Pistachio Shortbread Cookies



I love shortbread cookies. Buttery and crisp. This recipe is so yummy and easy compared to many shortbread recipes. The best part is that one recipe makes almost 60 cookies! These cookies are seriously addictive...you have been forewarned!

 
Mix flour, powdered sugar, and salt in a food processor.
 

Cut unsalted butter into 1/2-inch cubes. Add to the food processor.

 
Also add in the pistachios, egg yolk and vanilla.
 

Pulse until a moist ball forms. This is mixed, but not a ball. Keep pulsing!

 
Here we go! This is what we are looking for!
 

Divide the dough in half and form each dough half into an 8 x 1 1/4-inch log. Wrap in plastic and refrigerate until firm, about 4 hours.

 
Once firm, cut into 1/4-inch thick rounds and bake for 18 minutes in a 325 degree oven. These cookies stay fresh in an airtight container for up to 4 days.
 
Note you can freeze the dough once shaped into logs and simply cut and bake when you need some cookies. Or you can freeze the baked cookies.

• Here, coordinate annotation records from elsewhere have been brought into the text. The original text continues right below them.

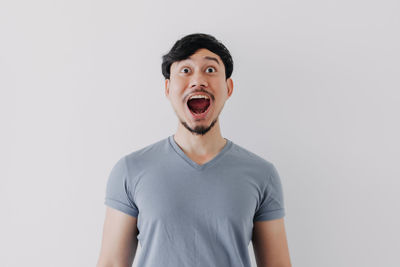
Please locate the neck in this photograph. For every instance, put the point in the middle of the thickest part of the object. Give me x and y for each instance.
(205, 145)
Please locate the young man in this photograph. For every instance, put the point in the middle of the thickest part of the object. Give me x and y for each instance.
(195, 198)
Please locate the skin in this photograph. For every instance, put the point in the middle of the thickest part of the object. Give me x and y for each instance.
(201, 140)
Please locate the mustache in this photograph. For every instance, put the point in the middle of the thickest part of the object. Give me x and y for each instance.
(200, 90)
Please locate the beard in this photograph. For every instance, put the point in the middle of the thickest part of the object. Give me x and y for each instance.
(200, 129)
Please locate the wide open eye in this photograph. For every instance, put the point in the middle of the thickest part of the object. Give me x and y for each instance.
(185, 70)
(211, 68)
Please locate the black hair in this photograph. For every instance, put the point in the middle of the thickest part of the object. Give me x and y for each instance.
(189, 44)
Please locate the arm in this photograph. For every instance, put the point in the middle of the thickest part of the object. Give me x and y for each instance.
(270, 244)
(119, 242)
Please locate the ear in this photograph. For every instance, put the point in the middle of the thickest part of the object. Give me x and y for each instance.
(166, 87)
(229, 86)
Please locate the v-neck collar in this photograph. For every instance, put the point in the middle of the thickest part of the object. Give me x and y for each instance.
(195, 165)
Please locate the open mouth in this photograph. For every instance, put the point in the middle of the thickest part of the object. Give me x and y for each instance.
(198, 104)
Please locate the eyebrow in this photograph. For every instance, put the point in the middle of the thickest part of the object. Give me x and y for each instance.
(209, 58)
(212, 58)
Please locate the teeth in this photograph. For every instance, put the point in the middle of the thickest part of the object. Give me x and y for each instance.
(199, 96)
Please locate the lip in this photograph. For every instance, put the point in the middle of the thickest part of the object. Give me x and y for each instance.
(202, 115)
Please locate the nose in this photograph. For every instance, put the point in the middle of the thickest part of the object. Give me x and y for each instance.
(198, 79)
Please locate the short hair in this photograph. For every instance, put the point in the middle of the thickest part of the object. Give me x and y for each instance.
(189, 44)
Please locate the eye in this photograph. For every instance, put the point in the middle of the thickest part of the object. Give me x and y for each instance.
(211, 68)
(185, 70)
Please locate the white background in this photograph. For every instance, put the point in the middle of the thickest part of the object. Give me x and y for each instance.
(316, 92)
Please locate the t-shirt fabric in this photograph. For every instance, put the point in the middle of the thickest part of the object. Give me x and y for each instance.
(192, 215)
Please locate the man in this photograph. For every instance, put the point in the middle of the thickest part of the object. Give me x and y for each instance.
(195, 198)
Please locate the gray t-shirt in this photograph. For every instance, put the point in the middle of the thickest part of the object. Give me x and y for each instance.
(192, 215)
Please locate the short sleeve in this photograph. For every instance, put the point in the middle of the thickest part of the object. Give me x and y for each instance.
(118, 190)
(272, 203)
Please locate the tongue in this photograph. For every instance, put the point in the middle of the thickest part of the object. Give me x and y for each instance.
(198, 105)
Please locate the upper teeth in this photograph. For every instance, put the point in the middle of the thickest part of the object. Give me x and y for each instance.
(199, 96)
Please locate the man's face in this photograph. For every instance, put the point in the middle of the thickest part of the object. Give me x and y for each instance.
(203, 73)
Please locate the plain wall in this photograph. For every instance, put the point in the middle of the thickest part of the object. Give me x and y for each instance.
(316, 92)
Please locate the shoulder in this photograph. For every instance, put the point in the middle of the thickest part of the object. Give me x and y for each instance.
(245, 157)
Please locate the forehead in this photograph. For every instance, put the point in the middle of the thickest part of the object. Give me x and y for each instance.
(201, 55)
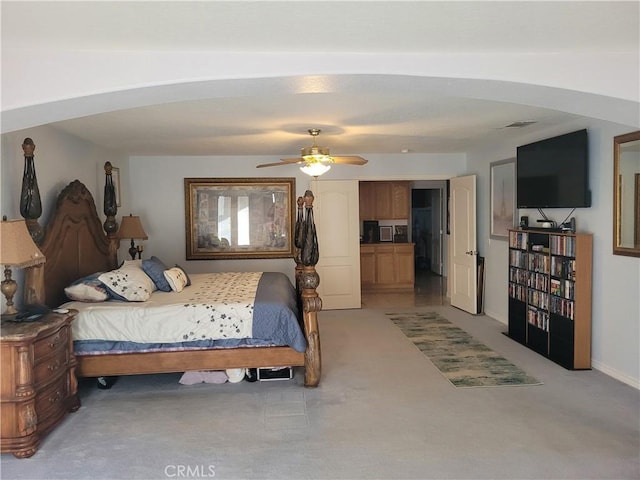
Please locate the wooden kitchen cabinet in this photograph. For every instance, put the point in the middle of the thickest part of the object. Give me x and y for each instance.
(385, 200)
(387, 266)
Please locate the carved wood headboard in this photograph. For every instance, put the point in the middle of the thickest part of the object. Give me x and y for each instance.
(74, 245)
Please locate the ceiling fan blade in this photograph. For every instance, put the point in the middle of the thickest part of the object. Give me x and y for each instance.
(284, 161)
(349, 160)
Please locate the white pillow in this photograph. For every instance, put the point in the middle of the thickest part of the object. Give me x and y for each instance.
(87, 289)
(177, 278)
(129, 282)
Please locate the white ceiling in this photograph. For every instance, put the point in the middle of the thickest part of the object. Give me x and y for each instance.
(358, 114)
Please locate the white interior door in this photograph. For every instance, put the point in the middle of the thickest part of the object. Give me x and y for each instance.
(336, 211)
(464, 252)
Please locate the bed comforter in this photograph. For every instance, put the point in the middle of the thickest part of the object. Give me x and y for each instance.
(218, 310)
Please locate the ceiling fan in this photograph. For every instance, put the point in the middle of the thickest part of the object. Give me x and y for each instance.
(316, 160)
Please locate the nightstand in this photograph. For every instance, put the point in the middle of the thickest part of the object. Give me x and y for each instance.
(38, 385)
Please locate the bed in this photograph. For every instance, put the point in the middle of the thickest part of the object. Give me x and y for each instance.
(77, 245)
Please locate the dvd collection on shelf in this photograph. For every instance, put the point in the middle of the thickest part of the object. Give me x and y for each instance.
(545, 282)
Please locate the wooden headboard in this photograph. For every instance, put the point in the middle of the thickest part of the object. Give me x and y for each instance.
(74, 245)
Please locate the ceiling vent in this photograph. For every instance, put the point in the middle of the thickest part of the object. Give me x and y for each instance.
(519, 124)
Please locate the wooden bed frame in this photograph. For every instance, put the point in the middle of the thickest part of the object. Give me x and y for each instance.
(75, 245)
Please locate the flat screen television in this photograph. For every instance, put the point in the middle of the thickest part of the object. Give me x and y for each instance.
(554, 173)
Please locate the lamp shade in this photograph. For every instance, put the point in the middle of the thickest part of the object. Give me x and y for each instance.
(131, 227)
(18, 248)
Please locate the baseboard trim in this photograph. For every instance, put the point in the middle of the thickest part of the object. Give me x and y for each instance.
(612, 372)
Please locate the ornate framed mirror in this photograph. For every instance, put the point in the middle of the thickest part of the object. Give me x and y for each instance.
(626, 194)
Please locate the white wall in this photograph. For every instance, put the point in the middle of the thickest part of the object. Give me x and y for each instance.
(153, 188)
(616, 279)
(59, 158)
(159, 196)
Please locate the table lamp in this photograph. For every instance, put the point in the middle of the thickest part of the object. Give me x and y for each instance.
(131, 227)
(18, 251)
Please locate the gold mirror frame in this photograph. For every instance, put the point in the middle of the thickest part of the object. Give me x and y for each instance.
(626, 194)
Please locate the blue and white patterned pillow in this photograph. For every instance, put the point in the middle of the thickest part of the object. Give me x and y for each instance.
(154, 267)
(177, 278)
(129, 283)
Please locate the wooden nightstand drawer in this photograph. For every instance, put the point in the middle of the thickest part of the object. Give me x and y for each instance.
(38, 382)
(58, 340)
(51, 399)
(49, 368)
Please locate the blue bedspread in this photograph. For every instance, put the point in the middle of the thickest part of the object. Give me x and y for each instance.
(275, 322)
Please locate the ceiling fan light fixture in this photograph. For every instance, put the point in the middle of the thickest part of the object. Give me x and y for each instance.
(315, 154)
(315, 169)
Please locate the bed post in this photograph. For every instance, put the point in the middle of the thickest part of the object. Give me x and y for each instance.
(31, 209)
(110, 209)
(307, 280)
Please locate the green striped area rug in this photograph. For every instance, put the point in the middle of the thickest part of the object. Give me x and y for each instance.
(462, 359)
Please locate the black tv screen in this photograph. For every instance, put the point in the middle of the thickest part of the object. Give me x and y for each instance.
(554, 173)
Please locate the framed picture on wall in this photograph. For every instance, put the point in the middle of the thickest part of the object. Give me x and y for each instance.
(239, 217)
(503, 197)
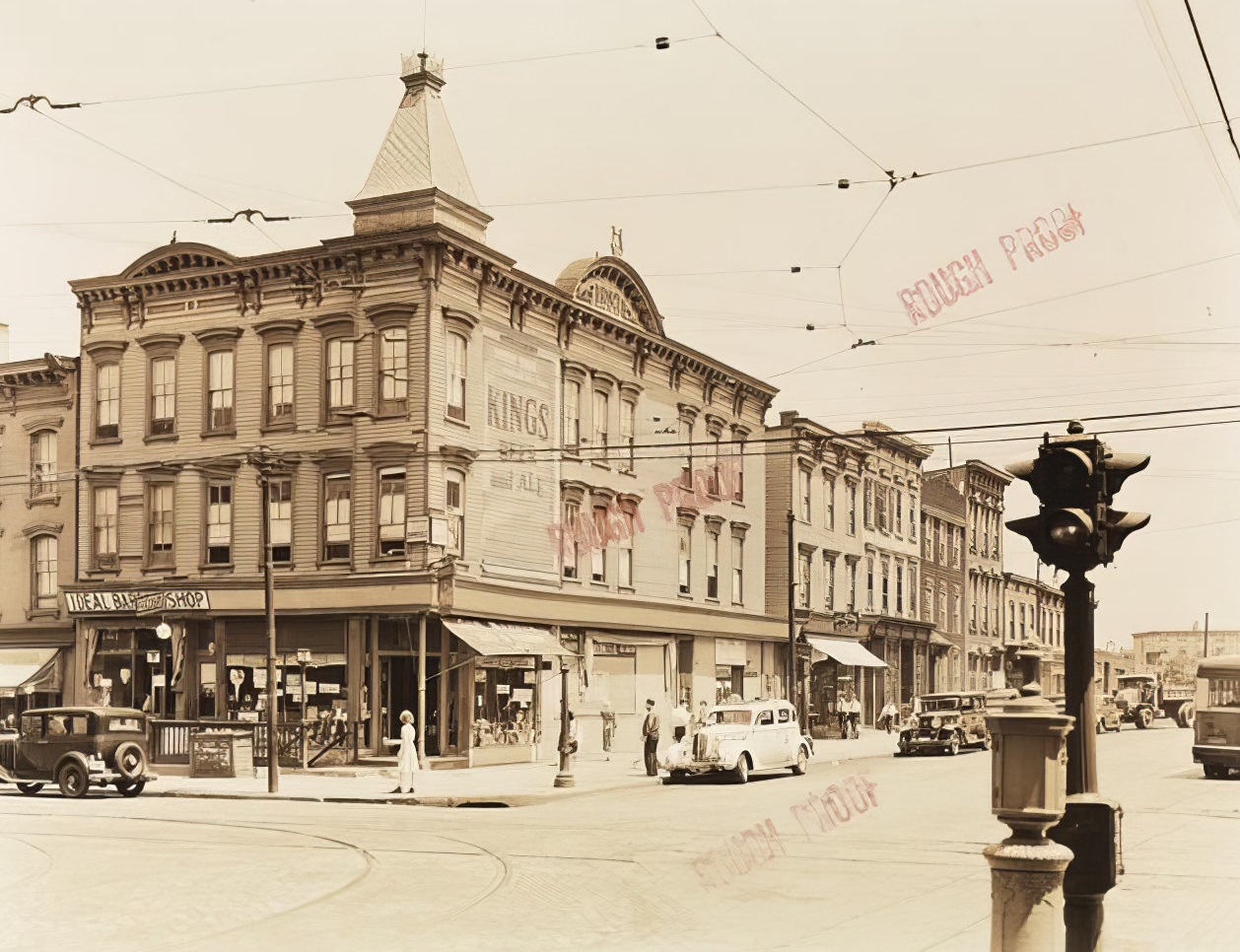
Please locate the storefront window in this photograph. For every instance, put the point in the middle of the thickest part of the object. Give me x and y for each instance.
(504, 693)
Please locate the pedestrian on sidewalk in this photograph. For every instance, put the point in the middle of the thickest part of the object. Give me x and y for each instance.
(851, 710)
(650, 739)
(609, 726)
(571, 741)
(888, 715)
(407, 759)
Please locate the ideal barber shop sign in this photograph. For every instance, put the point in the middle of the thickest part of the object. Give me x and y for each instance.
(137, 602)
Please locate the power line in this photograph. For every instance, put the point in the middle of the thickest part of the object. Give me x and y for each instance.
(793, 96)
(1214, 82)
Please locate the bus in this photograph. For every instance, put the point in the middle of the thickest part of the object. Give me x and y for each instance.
(1216, 732)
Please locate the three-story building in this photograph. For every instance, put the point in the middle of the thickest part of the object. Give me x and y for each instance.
(462, 471)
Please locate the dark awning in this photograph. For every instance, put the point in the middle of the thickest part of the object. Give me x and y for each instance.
(493, 639)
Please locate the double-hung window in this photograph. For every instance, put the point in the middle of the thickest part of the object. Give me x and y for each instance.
(457, 350)
(42, 462)
(279, 384)
(340, 374)
(43, 572)
(712, 563)
(106, 400)
(219, 523)
(454, 504)
(160, 524)
(393, 370)
(221, 382)
(104, 527)
(279, 514)
(337, 509)
(572, 414)
(390, 512)
(163, 389)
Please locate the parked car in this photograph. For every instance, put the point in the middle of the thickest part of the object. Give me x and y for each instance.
(1106, 713)
(1216, 731)
(77, 749)
(946, 722)
(739, 738)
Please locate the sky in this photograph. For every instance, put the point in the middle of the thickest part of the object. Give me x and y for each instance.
(719, 158)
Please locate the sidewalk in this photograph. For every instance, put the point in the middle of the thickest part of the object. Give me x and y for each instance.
(511, 784)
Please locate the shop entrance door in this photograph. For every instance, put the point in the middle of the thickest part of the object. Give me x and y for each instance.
(398, 687)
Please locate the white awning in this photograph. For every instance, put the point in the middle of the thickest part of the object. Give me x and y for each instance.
(19, 664)
(493, 639)
(846, 652)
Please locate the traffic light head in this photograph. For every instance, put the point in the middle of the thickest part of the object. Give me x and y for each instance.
(1075, 480)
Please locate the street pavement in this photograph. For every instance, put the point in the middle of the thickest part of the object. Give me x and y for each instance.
(513, 784)
(642, 866)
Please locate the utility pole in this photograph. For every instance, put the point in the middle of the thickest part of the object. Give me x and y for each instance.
(792, 615)
(263, 461)
(1075, 479)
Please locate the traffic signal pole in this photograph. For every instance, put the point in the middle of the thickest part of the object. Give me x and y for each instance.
(1079, 683)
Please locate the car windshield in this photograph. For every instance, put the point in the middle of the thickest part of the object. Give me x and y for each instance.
(729, 716)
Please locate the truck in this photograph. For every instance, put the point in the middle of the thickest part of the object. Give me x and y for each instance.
(1144, 698)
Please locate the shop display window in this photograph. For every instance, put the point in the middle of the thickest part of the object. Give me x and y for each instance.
(504, 692)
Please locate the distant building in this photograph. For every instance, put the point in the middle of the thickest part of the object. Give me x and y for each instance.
(37, 529)
(1173, 654)
(982, 487)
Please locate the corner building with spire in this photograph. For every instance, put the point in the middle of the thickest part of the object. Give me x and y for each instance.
(471, 477)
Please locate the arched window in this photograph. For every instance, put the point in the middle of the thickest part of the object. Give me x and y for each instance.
(42, 462)
(44, 585)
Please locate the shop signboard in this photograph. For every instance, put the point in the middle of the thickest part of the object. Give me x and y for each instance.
(137, 602)
(522, 423)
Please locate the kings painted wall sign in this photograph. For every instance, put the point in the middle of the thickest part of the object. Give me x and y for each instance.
(137, 602)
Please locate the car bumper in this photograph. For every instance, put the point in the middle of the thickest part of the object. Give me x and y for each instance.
(1216, 754)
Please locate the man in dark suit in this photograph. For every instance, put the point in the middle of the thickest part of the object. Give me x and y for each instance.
(650, 738)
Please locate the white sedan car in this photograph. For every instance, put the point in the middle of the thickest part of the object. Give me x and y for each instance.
(739, 738)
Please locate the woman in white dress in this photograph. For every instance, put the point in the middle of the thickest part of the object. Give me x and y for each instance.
(407, 759)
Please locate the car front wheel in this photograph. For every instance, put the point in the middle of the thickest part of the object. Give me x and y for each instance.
(73, 782)
(741, 770)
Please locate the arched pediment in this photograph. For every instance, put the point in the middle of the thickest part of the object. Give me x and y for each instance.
(178, 256)
(613, 285)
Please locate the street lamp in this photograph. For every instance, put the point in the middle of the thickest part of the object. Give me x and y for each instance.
(164, 631)
(264, 461)
(565, 778)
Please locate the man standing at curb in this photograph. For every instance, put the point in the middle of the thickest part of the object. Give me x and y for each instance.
(650, 738)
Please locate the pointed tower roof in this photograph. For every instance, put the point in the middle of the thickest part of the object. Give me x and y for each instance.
(419, 176)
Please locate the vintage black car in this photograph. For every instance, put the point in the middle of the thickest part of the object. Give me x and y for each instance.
(76, 749)
(946, 722)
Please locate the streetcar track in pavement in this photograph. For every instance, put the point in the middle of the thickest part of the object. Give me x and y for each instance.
(501, 875)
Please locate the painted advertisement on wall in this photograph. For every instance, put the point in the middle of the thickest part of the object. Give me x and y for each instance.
(522, 422)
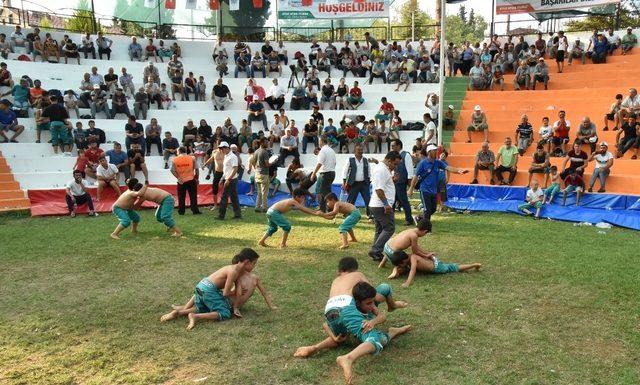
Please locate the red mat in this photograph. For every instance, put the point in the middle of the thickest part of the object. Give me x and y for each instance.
(52, 202)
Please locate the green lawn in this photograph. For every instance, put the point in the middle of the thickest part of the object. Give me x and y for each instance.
(554, 304)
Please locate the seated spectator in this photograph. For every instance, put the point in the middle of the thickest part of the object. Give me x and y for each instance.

They seem to retain their flavor for up to 2 months in the freezer. 
 
Pistachio Shortbread Cookies
 
Ingredients:
 
1 1/2 c.flour
1/2 c. plus 2 T. powdered sugar
1/2 t. salt
3/4 (1 1/2 sticks) chilled unsalted butter
1/2 c. unsalted roasted pistachios
1 large egg yolk
3/4 t. vanilla extract
 
Directions:
 
Mix flour, powdered sugar, and salt in a food processor. Cut butter into 1/2-inch cubes. Add butter, pistachios, egg yolk, and vanilla. Using on/off turns, mix until moist ball forms. Transfer dough to work surface. Divide dough in half. Form each dough half into 8x1 1/4-inch log (if dough is too soft, chill until firm, about 30 minutes). Wrap logs in plastic; refrigerate until firm, about 4 hours.
 
Preheat oven to 325 degrees. Slice logs into 1/4-inch-thick rounds, rolling log after every few slices to retain round shape. Place rounds on ungreased baking sheets, spacing 1 inch apart. Bake shortbread until barely golden, about 18 minutes. Cool shortbread on baking sheets.